Data Analysis: It is not as hard as it may seem

Muhammad Maruf Sazed
3 min readMar 3, 2022

--

If you are an aspiring data scientist/analyst, and if you are wondering where to start, let me give you some encouragement. There are thousands of blogposts, videos, podcasts regarding which programming language that data analysts should learn. It seems that Python is the popular choice but there is a significant number of people who use R. More advanced users might suggest C++ to speed things up as both Python and R can be quite slow. There is also SAS. Some might say that SAS is irrelevant but that depends on the industry and the organization. And there are other frameworks and tools (SQL, PySpark, Excel, TensorFLow, PyTorch, Power BI, Tableau, etc.) out there that are necessary for different tasks. Obviously, this can be overwhelming for newcomers, but it does not have to be like that. I want to offer a slightly different perspective on how to become a good data analyst.

The most important skills of a data analyst is to analyze data (no wonder!), draw insights, and communicate findings (through visualization or other means). To do these tasks better,

⦿ one must be curious (ask a lot of questions)

⦿ understand the problem/context

⦿ be able to make sense of the patterns that is observed in the data

⦿ communication (I consider visualization a vehicle for communication)

Interestingly, all these things can be practiced rather easily with one tool quickly. Even in this age of big data and sophisticated tools, we must recognize the fact that excel is still the dominant tool in the data analysis world. There are plenty of jobs out there that do not require programming skills but do require strong excel skills. Excel is user friendly, easy to work with, and can do tons of things that are sufficient for most of the jobs. Now if we consider data analysis as a standalone skill (referring to the 4 points that I mentioned before), then one can acquire the skill using excel and then bring that skill to R and Python (or any other data analysis tool that they want to focus on).

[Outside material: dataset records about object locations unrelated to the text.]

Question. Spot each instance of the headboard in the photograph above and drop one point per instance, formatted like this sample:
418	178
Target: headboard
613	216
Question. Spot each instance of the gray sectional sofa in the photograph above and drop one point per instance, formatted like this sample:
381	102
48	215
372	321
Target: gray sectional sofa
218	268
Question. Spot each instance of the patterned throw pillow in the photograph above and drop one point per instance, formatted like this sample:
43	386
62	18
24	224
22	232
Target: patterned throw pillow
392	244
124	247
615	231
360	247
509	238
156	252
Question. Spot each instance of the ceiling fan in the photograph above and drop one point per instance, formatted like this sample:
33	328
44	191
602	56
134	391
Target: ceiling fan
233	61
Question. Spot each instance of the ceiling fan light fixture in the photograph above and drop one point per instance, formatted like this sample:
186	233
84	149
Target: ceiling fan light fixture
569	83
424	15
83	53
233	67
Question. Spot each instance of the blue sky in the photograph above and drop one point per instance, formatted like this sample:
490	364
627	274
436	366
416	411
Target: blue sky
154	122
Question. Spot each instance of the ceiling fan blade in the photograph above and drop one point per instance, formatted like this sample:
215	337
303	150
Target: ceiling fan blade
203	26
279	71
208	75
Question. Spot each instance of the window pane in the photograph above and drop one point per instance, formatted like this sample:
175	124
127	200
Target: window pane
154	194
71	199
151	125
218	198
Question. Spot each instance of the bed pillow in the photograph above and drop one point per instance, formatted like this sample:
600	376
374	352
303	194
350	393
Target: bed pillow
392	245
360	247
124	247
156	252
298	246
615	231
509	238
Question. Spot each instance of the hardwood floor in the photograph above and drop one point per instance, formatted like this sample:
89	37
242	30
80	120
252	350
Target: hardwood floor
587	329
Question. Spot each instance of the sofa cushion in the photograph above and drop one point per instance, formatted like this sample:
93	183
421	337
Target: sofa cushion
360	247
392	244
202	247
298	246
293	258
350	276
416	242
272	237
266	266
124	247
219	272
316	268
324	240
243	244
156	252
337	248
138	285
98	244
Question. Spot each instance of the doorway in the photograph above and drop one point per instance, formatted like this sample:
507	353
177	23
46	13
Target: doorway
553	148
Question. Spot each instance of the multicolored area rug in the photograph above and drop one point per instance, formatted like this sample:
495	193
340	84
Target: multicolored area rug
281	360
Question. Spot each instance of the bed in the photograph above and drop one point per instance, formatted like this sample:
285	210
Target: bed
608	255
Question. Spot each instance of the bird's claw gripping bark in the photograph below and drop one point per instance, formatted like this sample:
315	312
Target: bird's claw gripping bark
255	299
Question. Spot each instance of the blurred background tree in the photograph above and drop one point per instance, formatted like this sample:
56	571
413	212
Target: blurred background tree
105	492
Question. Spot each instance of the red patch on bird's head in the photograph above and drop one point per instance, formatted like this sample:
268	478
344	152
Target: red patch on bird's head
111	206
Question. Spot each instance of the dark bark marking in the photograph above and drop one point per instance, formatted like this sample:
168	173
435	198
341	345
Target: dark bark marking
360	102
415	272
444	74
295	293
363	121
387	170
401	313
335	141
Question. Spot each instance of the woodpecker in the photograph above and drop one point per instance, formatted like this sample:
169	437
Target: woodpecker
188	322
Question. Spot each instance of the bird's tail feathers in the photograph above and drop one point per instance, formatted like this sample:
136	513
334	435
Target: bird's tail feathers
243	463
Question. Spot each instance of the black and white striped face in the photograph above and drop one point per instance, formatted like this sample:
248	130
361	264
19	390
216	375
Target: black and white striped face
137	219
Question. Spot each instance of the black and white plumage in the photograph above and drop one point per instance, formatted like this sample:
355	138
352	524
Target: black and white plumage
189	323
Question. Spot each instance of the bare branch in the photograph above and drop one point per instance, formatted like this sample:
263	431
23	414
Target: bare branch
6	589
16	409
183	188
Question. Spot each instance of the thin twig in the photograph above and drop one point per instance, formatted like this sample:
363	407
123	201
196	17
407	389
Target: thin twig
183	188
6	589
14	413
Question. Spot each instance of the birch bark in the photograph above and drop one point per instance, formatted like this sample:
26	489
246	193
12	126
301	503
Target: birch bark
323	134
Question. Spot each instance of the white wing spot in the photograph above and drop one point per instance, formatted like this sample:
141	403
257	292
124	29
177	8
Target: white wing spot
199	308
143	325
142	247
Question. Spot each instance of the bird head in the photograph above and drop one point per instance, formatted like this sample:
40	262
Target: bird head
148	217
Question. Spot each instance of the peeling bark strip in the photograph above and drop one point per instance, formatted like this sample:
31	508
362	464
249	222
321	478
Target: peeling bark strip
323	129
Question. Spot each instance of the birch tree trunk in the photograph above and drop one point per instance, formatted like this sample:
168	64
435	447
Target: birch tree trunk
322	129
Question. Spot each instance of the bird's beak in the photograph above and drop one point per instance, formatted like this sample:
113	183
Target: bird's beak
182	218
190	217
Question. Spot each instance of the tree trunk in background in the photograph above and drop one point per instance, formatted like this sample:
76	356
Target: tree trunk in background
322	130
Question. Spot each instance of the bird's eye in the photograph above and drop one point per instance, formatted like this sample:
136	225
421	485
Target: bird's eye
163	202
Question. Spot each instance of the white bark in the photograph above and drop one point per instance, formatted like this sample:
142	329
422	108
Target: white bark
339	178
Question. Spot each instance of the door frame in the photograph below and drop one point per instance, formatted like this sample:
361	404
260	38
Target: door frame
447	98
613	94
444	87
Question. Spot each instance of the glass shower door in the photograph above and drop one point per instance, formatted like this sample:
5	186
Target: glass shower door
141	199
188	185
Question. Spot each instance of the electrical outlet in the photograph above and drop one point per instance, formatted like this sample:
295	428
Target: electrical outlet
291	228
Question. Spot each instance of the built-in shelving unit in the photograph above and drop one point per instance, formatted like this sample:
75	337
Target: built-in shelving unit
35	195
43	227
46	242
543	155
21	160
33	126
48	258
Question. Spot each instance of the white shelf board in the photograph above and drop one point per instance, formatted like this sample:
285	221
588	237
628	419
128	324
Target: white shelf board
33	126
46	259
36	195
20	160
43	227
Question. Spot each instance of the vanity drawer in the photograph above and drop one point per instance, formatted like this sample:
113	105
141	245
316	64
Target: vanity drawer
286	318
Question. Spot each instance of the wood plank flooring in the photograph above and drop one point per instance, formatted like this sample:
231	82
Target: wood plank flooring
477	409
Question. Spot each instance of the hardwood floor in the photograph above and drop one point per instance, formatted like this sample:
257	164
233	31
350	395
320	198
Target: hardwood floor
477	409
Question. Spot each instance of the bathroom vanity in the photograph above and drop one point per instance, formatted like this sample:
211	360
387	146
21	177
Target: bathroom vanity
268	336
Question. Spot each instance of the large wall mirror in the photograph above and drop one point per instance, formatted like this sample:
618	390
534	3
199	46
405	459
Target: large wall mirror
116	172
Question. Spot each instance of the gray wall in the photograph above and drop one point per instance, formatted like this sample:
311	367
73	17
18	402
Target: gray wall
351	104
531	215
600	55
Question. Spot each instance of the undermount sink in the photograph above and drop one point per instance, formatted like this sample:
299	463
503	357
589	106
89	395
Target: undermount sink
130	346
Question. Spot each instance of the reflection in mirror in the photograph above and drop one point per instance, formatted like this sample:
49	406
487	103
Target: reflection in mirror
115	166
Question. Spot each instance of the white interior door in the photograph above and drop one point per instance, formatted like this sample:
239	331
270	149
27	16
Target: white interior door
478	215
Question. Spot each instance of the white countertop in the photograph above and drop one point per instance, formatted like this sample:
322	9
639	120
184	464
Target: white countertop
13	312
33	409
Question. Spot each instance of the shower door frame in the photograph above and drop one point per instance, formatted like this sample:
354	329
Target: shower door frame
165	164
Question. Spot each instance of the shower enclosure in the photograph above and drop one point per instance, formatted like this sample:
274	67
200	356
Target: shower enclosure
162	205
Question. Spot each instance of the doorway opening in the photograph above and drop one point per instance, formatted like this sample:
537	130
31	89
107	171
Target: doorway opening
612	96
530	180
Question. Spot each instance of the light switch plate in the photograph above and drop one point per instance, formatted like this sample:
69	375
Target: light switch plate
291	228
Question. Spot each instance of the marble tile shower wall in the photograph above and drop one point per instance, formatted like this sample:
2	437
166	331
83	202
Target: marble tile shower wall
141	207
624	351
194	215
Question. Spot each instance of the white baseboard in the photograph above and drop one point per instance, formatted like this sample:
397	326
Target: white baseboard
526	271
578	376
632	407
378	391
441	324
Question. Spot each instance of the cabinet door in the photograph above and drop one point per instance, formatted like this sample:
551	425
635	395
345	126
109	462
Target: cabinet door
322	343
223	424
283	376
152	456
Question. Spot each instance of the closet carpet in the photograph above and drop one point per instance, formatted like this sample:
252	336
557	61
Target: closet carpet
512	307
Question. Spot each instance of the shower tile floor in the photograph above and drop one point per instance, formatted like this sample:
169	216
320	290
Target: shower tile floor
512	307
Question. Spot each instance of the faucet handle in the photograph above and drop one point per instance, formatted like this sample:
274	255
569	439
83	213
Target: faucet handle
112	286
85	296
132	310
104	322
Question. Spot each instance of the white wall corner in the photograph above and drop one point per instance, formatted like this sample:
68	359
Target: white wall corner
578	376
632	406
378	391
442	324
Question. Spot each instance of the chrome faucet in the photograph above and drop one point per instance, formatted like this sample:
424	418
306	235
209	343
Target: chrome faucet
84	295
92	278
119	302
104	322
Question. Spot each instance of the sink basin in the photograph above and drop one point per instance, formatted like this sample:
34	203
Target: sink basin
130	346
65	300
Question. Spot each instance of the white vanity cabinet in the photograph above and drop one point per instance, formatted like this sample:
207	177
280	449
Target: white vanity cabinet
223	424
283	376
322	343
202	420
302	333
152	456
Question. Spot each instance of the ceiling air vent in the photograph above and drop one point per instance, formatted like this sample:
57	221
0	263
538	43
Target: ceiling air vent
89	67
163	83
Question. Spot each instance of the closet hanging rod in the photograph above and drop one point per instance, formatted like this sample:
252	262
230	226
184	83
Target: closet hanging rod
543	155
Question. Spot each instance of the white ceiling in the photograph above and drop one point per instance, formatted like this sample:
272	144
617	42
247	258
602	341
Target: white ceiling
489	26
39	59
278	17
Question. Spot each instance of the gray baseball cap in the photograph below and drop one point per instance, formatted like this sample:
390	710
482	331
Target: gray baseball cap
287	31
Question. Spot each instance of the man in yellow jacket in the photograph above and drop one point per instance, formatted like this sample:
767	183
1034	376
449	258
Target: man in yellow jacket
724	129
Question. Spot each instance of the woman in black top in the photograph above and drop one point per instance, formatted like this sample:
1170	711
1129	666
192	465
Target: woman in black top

There are other advantages too. In R and Python, for example, data frames are commonly used for data analysis tasks. There are other objects in both these languages but understanding and manipulating data frames can really help data analysts mastering R and Python for data analysis. Interestingly, one can think of data frames as a substitute of the excel tables inside those languages. So, understanding how to do data analysis in excel can help newcomers in the field to pick up the necessary skills.

Now, what if you are strong at analyzing data, and scratching your head as to how to expand your skills beyond excel. I just have one thing to say. Regardless of which programming language you learn first, you will always find the second language much easier to master. So, if you learn Python (Pandas and NumPy libraries) first, then you will find R much easier. Yes, there are differences between Python and R but as long as you develop good data analysis and programming skills in one language, you should be able to pick up the other language relatively easily. Similarly, SQL is without doubt one of the most important tools, but if you are good with SQL, you should find SAS easier to master and vice-versa. Even a lot of work in SAS could be done by SQL (proc SQL). My point is, it can be overwhelming at the beginning but if you are strategic about your learning, you should be able to master the necessary skills to become a good data analyst. Needless to say, discipline and patience are very important!

--

--